Reimer and Driedger hadn’t been tested much throughout the first or second, and the game was a battle for the neutral zone more than anything.
Eventually, the power play expired and soon followed the period, entering the third period on equal footing, tied at 0.
The third looked like it was going to be a boring, suffocatingly-defensive game, until the ghost of Christmas past came back to haunt the Sharks in the form of a Ryan Donato goal. Okay, so technically it was an own goal since it popped off Sharks defender Radim Simek’s skate and into a mostly open net, since Reimer was way out of the crease, but Donskoi still tallied an assist, so … Donato’s revenge goal really did taste like revenge.
The Sharks began to rely more on dump-ins as the game wore on, since the Kraken were breaking up any concentrated zone entries. Alexander Barabanov was working hard in the corners and Brent Burns was doing his best but there was no one in front of Driedger to clean up the garbage.

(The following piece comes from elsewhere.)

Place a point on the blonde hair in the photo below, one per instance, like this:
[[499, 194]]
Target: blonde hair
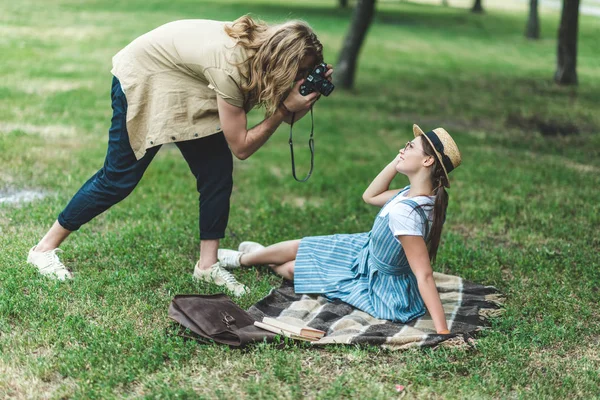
[[274, 56]]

It’s the most frustrating part of the Sharks’ game and one that can only be fixed in practice. The team’s net-front presence, in either the offensive or defensive zones, is virtually nonexistent. It contributed to the Sharks’ downfall against the Kraken, too.
The Kraken piled on and winger Brandon Tanev netted the go-ahead goal on, again, a mostly empty net with very little defense crowding around.
If this year’s Sharks have taught us anything, though, it’s that the team is resilient and captain Couture sent in a stinger of a goal (the shot was so loud I could hear it reverberate off his stick all the way up in the press box) to break Driedger’s shutout bid. The crowd erupted like the Sharks had just tied the game. With two minutes to go from his goal, the Sharks did their best to equalize the score and bring it to overtime.
All the excitement of the game was saved for the final minute of play. Reimer was on the bench, the Sharks were buzzing and then Jamie Oleksiak went sprawling into the posts, knocking the net off its moorings and forcing a stoppage with 30 seconds on the clock. After heart-stopping deliberation, there was no penalty called on the play.
San Jose had their opportunity, but it swung the other way and Seattle collected an empty-net goal with five seconds on the clock.
In the first-ever meeting between the two teams, the Sharks fell 3-1 to the Kraken.